10 KiB
ADR-001: Sheaf Cohomology for AI Coherence
Status: Accepted Date: 2024-12-15 Authors: RuVector Team Supersedes: None
Context
Large Language Models and AI agents frequently produce outputs that are locally plausible but globally inconsistent. Traditional approaches to detecting such "hallucinations" rely on:
- Confidence scores: Unreliable due to overconfidence on out-of-distribution inputs
- Retrieval augmentation: Helps but doesn't verify consistency across retrieved facts
- Chain-of-thought verification: Manual and prone to same failures as original reasoning
- Ensemble methods: Expensive and still vulnerable to correlated errors
We need a mathematical framework that can:
- Detect local-to-global consistency failures systematically
- Provide quantitative measures of coherence
- Support incremental updates as new information arrives
- Work across multiple domains with the same underlying math
Why Sheaf Theory?
Sheaf theory was developed in algebraic geometry and topology precisely to handle local-to-global problems.
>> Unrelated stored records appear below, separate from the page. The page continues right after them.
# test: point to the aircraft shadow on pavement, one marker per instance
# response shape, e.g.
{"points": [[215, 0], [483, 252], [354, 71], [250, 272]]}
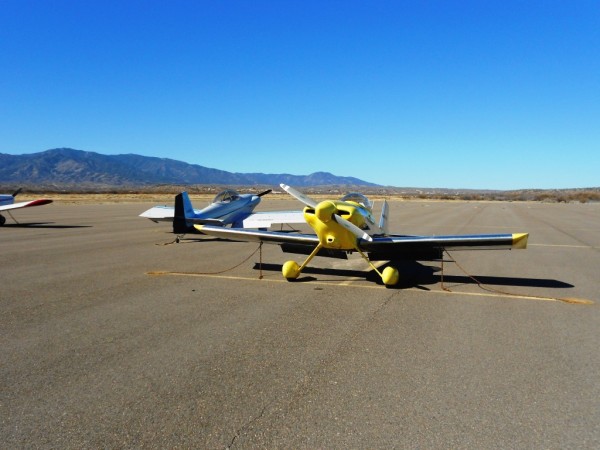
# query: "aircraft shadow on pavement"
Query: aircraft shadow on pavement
{"points": [[414, 274], [42, 225]]}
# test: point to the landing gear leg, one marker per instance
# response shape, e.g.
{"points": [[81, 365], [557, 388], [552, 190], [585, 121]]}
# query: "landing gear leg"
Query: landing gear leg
{"points": [[291, 270], [389, 276]]}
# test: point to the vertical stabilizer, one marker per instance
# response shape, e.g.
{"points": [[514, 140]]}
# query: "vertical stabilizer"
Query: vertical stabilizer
{"points": [[383, 220], [183, 211]]}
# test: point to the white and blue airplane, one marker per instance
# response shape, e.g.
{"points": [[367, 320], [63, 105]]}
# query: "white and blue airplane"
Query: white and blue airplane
{"points": [[347, 225], [227, 208], [7, 203]]}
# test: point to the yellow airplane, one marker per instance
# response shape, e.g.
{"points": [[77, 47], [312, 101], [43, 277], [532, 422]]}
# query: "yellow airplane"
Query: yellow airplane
{"points": [[347, 225]]}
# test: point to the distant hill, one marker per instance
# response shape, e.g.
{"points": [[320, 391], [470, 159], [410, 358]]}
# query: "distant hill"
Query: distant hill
{"points": [[68, 166]]}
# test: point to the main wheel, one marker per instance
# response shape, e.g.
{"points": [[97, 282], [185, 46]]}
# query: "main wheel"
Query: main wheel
{"points": [[390, 276], [290, 270]]}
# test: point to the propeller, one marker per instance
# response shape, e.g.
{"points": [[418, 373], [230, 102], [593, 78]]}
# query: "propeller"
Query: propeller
{"points": [[299, 195]]}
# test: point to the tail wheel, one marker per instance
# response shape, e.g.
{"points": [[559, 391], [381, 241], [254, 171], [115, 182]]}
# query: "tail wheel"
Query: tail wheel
{"points": [[390, 276], [290, 270]]}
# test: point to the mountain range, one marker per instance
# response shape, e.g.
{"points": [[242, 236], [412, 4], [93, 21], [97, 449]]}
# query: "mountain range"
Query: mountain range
{"points": [[69, 166]]}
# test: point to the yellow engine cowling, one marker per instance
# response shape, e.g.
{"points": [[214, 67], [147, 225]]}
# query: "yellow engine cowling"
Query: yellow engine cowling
{"points": [[330, 233]]}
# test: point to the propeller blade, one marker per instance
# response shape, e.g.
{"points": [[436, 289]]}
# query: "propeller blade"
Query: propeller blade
{"points": [[299, 196], [361, 234]]}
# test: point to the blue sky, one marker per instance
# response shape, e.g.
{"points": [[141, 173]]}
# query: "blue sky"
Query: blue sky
{"points": [[457, 94]]}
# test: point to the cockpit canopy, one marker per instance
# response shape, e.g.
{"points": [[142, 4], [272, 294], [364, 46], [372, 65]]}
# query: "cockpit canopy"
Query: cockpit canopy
{"points": [[226, 196], [359, 198]]}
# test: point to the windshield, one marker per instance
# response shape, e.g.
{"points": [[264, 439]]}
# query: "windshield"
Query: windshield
{"points": [[226, 196], [357, 197]]}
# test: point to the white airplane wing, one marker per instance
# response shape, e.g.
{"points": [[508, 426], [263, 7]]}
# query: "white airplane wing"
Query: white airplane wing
{"points": [[267, 218], [38, 202], [161, 213]]}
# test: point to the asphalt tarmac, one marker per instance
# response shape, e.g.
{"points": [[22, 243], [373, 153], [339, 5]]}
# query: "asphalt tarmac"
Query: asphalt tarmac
{"points": [[113, 336]]}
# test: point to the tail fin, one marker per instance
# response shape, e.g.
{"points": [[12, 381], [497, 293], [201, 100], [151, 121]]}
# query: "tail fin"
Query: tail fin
{"points": [[183, 212], [383, 220]]}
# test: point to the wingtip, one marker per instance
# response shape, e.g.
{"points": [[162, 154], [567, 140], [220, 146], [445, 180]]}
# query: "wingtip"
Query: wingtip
{"points": [[520, 240]]}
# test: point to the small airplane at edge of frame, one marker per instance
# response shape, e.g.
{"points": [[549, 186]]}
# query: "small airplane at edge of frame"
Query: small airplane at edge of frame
{"points": [[7, 203], [347, 225]]}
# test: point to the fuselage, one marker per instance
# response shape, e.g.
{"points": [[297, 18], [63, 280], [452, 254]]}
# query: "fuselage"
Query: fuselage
{"points": [[6, 200]]}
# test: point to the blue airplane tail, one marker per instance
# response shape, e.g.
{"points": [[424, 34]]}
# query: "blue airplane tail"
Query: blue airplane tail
{"points": [[184, 211]]}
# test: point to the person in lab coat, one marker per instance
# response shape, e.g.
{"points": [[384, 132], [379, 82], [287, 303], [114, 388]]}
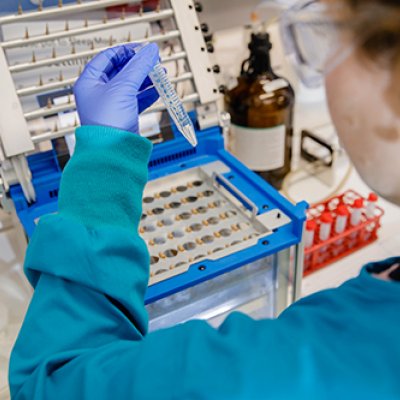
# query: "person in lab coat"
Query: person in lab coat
{"points": [[85, 333]]}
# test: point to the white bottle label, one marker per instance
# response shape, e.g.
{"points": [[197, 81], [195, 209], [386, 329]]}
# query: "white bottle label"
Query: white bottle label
{"points": [[260, 149]]}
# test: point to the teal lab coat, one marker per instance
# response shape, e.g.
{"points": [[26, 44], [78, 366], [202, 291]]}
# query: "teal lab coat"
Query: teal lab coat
{"points": [[85, 333]]}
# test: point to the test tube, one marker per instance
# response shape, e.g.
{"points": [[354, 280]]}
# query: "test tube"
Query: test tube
{"points": [[371, 205], [356, 212], [309, 233], [342, 214], [325, 226]]}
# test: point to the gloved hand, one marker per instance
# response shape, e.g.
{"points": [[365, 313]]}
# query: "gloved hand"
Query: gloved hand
{"points": [[113, 88]]}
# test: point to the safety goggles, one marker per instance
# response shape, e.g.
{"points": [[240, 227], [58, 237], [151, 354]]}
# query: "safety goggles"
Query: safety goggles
{"points": [[312, 39]]}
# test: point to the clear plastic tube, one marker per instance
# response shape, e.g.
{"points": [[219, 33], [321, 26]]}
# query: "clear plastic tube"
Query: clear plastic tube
{"points": [[173, 103]]}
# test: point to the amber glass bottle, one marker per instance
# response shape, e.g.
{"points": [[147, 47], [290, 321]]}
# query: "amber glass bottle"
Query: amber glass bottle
{"points": [[261, 108]]}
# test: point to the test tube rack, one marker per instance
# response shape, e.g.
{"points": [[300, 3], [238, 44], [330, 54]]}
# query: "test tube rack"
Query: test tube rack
{"points": [[206, 217], [361, 221], [19, 135]]}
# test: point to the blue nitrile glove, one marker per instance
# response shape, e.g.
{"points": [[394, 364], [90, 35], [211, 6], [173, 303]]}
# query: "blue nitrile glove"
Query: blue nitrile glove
{"points": [[113, 88]]}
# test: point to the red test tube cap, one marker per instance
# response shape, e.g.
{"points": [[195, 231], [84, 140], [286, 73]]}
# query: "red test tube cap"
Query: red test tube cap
{"points": [[326, 217], [358, 203], [342, 210], [373, 197], [311, 225]]}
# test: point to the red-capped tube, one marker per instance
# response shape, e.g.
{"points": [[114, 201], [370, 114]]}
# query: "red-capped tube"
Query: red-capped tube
{"points": [[325, 226], [371, 205], [356, 212], [309, 233], [342, 215]]}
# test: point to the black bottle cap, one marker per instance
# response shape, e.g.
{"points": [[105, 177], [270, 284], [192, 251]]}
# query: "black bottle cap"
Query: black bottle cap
{"points": [[260, 42]]}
A sheaf assigns data to open sets in a way that:
- Locality: Information at a point is determined by nearby information
- Gluing: Locally consistent data can be assembled into global data
- Restriction: Global data determines local data uniquely
These properties exactly match our coherence requirements:
- AI claims are local (about specific facts)
- Coherent knowledge should glue together globally
- Contradictions appear when local data fails to extend globally
Decision
We implement cellular sheaf cohomology on graphs as the mathematical foundation for Prime-Radiant's coherence engine.
Mathematical Foundation
Definition: Sheaf on a Graph
A cellular sheaf F on a graph G = (V, E) assigns:
- To each vertex v, a vector space F(v) (the stalk at v)
- To each edge e = (u,v), a vector space F(e)
- For each vertex v incident to edge e, a linear map (the restriction map):
rho_{v,e}: F(v) -> F(e)
Definition: Residual
For an edge e = (u,v) with vertex states x_u in F(u) and x_v in F(v), the residual is:
r_e = rho_{u,e}(x_u) - rho_{v,e}(x_v)
The residual measures local inconsistency: if states agree through their restriction maps, r_e = 0.
Definition: Sheaf Laplacian
The sheaf Laplacian L is the block matrix:
L = D^T W D
where:
- D is the coboundary map (encodes graph topology and restriction maps)
- W is a diagonal weight matrix for edges
The quadratic form x^T L x = sum_e w_e ||r_e||^2 computes total coherence energy.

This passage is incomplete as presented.